Bergmann’s teaching methods were clear and simple, well grounded in theory, and characterized by his open-mindedness, excitement about learning, and his questioning attitude. He was never satisfied with anyone’s easy answers, including his own, and encouraged us all to press on until we reached the bedrock of our understanding. His persistence was enlivened by his use of metaphor, his playful mind, his courtliness, and the twinkle in his eyes. The Bergmann seminars were electrifying.
He wrote countless articles and books, including Generations of the Holocaust, The Evolution of Psychoanalytic Technique, The Anatomy of Loving, In the Shadow of Moloch: The Sacrifice of Children and Its Impact on Western Religions, and (with son Michael Bergmann) What Silent Love Has Writ: A Psychoanalytic Exploration of Shakespeare’s Sonnets. His last book, published in 2013, is The Unconscious in Shakespeare’s Plays. Martin loved Shakespeare and often referred to his writings to elucidate psychoanalytic theory. Studying psychoanalysis with Martin was like taking a seminar in art, music, and literature.
Bergmann edited the classic psychoanalytic texts, Generations of the Holocaust (with Milton E. Jucovy), The Hartmann Era in Psychoanalysis, and Understanding Dissidence and Controversy in the History of Psychoanalysis, which received the Gradiva Award. He was honored with the Sigourney Award for outstanding contributions to psychoanalysis and the Distinguished Psychoanalytic Educator Award.
He considered the development of what he called the “psychoanalytic blackboard” his most important contribution to teaching psychoanalysis. The blackboard was a translation of a person’s narrative about his or her life. I will let Martin explain in his own words, in a speech he delivered last year at his 100th birthday party, hosted by NPAP.
To various degrees, most patients are willing to tell their life stories. The question is how to translate what we hear into an analytic relationship, and here many treatments fail. I coined the term active listening, which translates the story of the patient into a workable “psychoanalytic blackboard” that consists of a series of abstractions that we make out of the patient’s story. In our mind we then compare what we have heard with another fiction: the normal person who encountered no obstacles and no traumatic experiences in her or his childhood. This imagined comparison tells me what was less than optimal in my patient’s development and therefore how to proceed. …
Teaching psychoanalysis, working with patients, and writing and presenting at conferences was not enough, however—Martin liked trying new things, and he took a turn at acting. He appeared in three movies: Schindler’s List, Crimes and Misdemeanors, and The Century of the Self.
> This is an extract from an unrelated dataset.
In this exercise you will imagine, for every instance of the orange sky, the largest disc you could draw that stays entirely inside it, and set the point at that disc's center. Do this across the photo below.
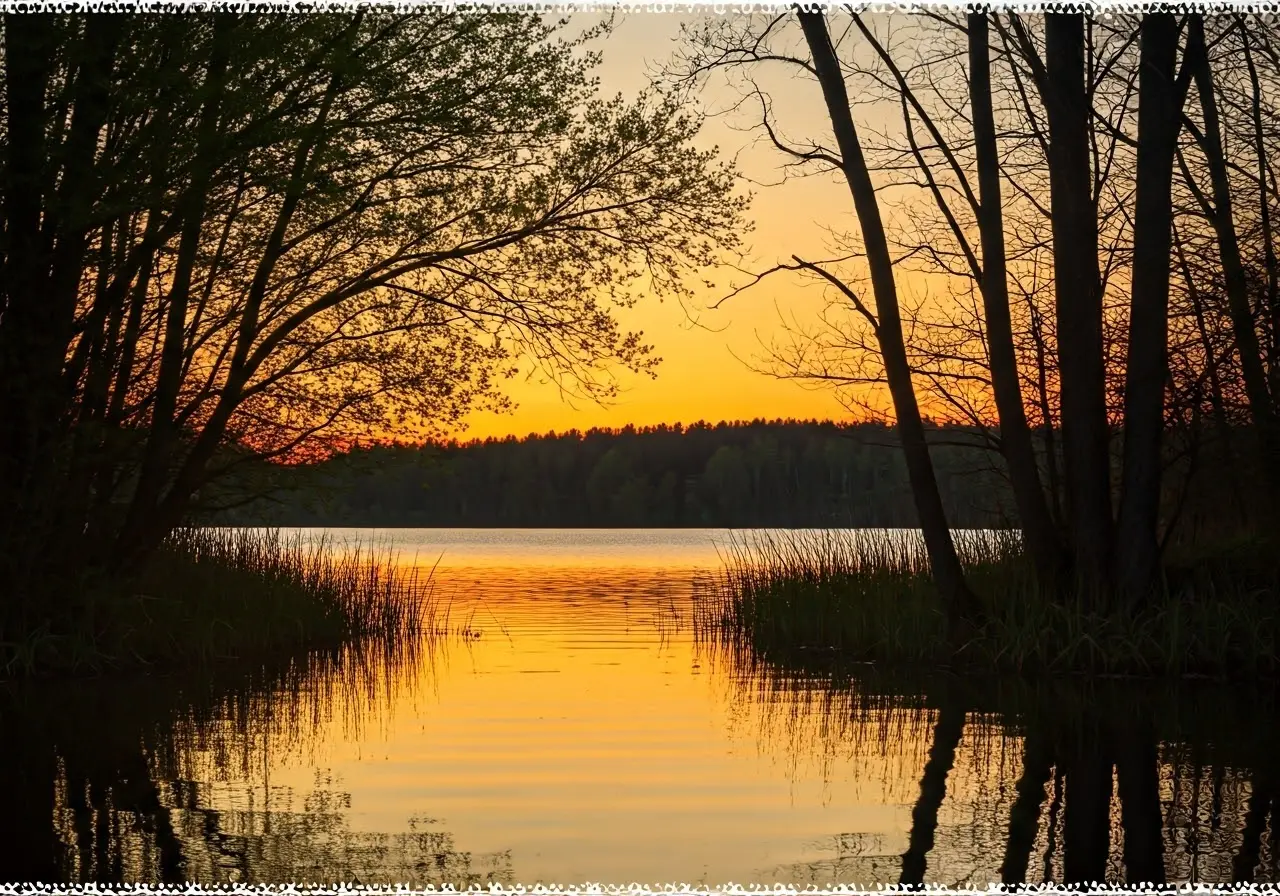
(704, 373)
Most of all, Martin Bergmann loved working as a psychoanalyst. He concluded his birthday speech as follows:
I remain thankful to psychoanalysis for protecting me from an early retirement and the swimming pools of Florida, and for enabling me to still work and teach at the age of 100 and to still make discoveries and write. I have been told more than once that I had a love affair with psychoanalysis, and this may explain why, as the lover of psychoanalysis, I find it exhilarating to be an analyst.
His exhilaration, compassion, elegance, and intelligence enriched his many students and patients, who miss him. His life will be celebrated at a memorial to be held in the spring.